THE SAXON CATHEDRAL AT CANTERBURY
with a cord) of copper gilt, without gems, but with a large round crystal, through which the relic might be viewed.
Also some of the bones of this saint were kept in a large white box of wood; in a small cupboard (armariolo) behind the High Altar near his shrine, was kept the canola, or silver tube containing a relic; and in a large ivory horn hanging from the beam behind the High Altar was a bone of the saint. A tooth was also kept in a reliquary in the form of a cross of gold belonging to Archbishop Stephen Langton, with a ruby in its head and two emeralds at the sides.
The shrine of St. Blaise, the coffer and bones, etc., if not destroyed at the despoiling of the shrine of St. Thomas in the time of Henry VIII (1538), more probably disappeared under the injunctions issued by Edward VI in 1547.
St.
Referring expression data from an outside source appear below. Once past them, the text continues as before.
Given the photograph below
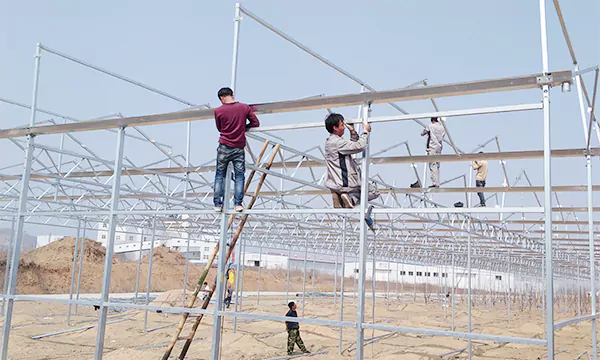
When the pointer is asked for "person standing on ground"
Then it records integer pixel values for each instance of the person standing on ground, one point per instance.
(227, 301)
(293, 329)
(206, 291)
(343, 173)
(230, 119)
(481, 167)
(435, 137)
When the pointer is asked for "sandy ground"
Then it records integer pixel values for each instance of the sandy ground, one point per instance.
(267, 339)
(47, 270)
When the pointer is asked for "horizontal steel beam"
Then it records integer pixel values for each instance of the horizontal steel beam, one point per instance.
(535, 154)
(522, 82)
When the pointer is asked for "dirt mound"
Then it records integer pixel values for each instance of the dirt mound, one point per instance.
(59, 254)
(165, 256)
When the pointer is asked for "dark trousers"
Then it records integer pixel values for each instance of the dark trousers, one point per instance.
(480, 183)
(295, 339)
(225, 155)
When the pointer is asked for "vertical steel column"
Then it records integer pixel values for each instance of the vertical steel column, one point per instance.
(149, 279)
(243, 248)
(354, 279)
(509, 291)
(73, 268)
(491, 290)
(469, 300)
(8, 262)
(312, 294)
(402, 282)
(592, 254)
(304, 277)
(342, 283)
(81, 253)
(287, 282)
(453, 279)
(110, 244)
(578, 297)
(237, 281)
(397, 280)
(543, 297)
(236, 45)
(139, 267)
(259, 266)
(388, 288)
(363, 249)
(186, 269)
(547, 188)
(218, 295)
(335, 281)
(22, 208)
(414, 283)
(373, 283)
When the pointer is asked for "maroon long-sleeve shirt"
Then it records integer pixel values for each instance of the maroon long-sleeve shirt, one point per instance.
(231, 123)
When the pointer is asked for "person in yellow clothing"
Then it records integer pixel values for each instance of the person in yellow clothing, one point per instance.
(481, 167)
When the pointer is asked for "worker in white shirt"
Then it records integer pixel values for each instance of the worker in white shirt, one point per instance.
(481, 167)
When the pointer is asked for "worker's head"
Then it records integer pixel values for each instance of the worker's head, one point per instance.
(226, 95)
(334, 123)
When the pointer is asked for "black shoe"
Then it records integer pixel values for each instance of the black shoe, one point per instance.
(369, 219)
(347, 201)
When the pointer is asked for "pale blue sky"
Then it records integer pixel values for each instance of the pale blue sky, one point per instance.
(184, 47)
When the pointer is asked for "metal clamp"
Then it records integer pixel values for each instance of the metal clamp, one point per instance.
(545, 79)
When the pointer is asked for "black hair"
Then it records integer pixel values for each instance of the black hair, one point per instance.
(332, 120)
(224, 92)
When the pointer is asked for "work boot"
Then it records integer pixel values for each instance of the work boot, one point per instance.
(369, 219)
(347, 201)
(415, 185)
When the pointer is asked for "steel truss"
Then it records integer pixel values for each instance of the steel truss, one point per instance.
(68, 184)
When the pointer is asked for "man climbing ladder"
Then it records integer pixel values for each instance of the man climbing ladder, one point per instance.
(189, 338)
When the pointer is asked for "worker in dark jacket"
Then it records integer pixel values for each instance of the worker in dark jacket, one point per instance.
(293, 329)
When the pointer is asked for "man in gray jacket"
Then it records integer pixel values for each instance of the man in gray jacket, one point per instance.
(343, 173)
(435, 138)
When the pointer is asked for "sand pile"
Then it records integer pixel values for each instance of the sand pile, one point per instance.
(59, 254)
(47, 270)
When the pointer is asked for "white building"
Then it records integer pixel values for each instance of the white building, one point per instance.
(43, 240)
(128, 241)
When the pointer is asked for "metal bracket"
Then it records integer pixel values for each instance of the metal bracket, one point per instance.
(545, 79)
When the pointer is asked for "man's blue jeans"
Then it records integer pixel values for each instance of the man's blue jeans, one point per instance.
(225, 155)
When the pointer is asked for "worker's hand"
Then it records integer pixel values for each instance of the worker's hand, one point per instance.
(367, 126)
(350, 127)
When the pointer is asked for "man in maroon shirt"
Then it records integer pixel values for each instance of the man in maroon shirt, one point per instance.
(230, 119)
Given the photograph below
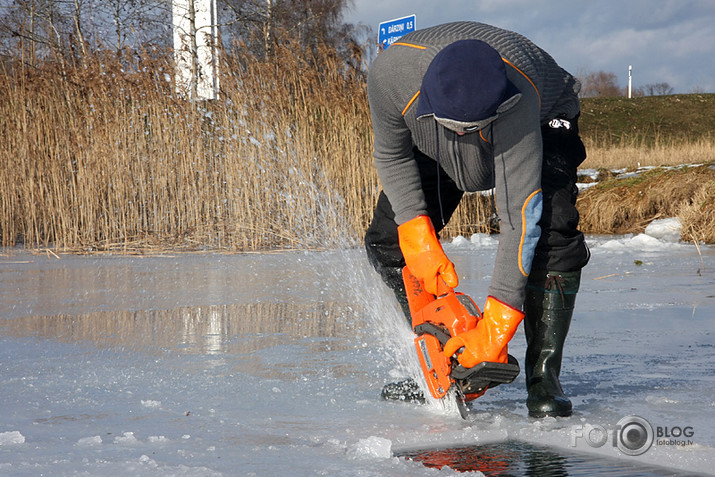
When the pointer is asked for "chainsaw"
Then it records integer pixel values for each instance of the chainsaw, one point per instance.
(435, 319)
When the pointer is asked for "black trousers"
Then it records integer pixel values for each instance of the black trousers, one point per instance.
(561, 247)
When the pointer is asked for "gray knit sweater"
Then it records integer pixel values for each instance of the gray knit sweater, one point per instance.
(506, 155)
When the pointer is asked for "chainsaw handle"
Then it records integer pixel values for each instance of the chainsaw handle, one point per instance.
(442, 287)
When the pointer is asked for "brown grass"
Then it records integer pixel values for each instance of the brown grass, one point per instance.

Blaise was the Armenian Bishop who was martyred in the persecution of Licinius by command of Agricolaus, the Governor of Cappadocia; the miracles which were effected by the veneration of his relics were mostly the cure of sore throats. There is a legend that St. Blaise cured a boy at the point of death from choking owing to swallowing a fish bone, by praying and touching his throat. In Roman Catholic churches, on February 3, is still observed the custom of blessing the throats, and the prayer certainly dating from the thirteenth century, is used: "Through the intercession of St. Blaise, Bishop and Martyr, may the Lord deliver thee from all evil of the throat, through Christ Our Lord, Amen." He is the titular Patron of the Woolcombers, and his day is still kept at Norwich amongst the fraternity.
St. Furseus, A.D. 650 (see page 19), has already been mentioned as the son of the Irish King Fintan. He was of the seventh century, and was first abbot of a monastery in the diocese of Tuam, where now stands the Church of Kill-fursa (Colgan). His two brothers, Folian and Ultan, were both known as saints; with them he travelled through England, and with the help of King Sigibert he founded the Abbey of Cnobbersbury, now Burgh-castle in Suffolk. He then went to France, where with the assistance of the French King, Clovis II, he founded the monastery of Lagny on the Marne. He acted as Deputy to the Bishop of Paris, and has thus been thought to be a Bishop. He died in A.D. 650, whilst building another monastery at Peronne.